I liked MASH as a comedy. Yes, war is not funny. I'm a veteran. My brother was a medic in Viet Nam. My dad was a medic in WW2. Dad loved the show. But, I didn't see MASH as a war comedy. To me it was a comedy about a couple of officers in a MASH unit who used humor to get through it. And when they recognized some of the idiocy that can be typical in a military unit, and just about every unit has some idiocy in it, they acted on it. They never did treat the war as part of the comedy in the show. But over time, MASH quit being the comedy I just described and became a war drama. A war drama that lasted 3 times longer than the actual war. I stopped watching it when it no longer was a comedy.
I appreciate the deeper-thought premise of this summary on M*A*S*H*. At the end of a day, all commercial media are profit-sensitive. Calling it a “cash grab” trivializes the dynamic of commercial media…
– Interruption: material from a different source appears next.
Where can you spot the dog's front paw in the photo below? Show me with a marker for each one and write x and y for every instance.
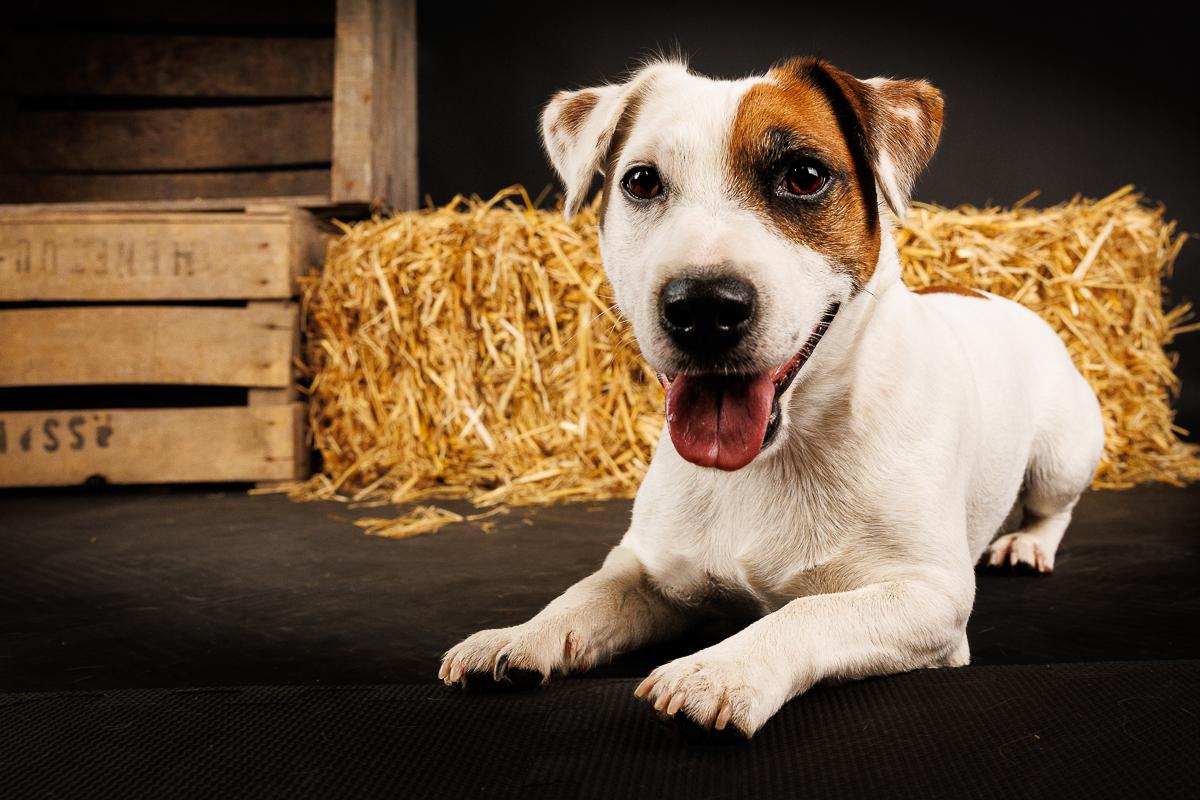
(509, 657)
(717, 692)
I remember watching this and the movie on tv. I went and bought both on dvd. The movie several years ago and have the digital copy. The complete series a couple of months ago. I have watched the series on one of the streaming platforms.
M*A*S*H* was my dad's favorite show. I watched every episode growing up. Turned out, my high school history teacher was the original (the guy who wrote the book) Hawkeye's daughter. She had a lot of interesting stories to tell about all things M*A*S*H*. M*A*S*H* was based on his experiences as a surgeon during the Korean War (he was Hawkeye). Her dad paid for her college education from the royalties he received from the show. "Crabapple Cove" is actually Bear's Cove in Maine. Her dad liked the movie but hated the TV show. His pen name, "Hooker" was because he had a terrible hook in his golf swing. The only character in the TV show he liked was the only one who was never a character in his book...Klinger.
That is very true how the us military medical units are going through at anytime they will always good through every thing to break up between the medical tents and normal things they will do movies and other parties as well
A few years ago on an interview, Loretta (A.k.a-Hot Lips) said that she still received fan letters from people of every age; including kids that became fans of the show. She was surprised and happy to know that they still had many generations of people enjoying the show. I still enjoy watching it. Even in the serious times that happened throughout the episodes.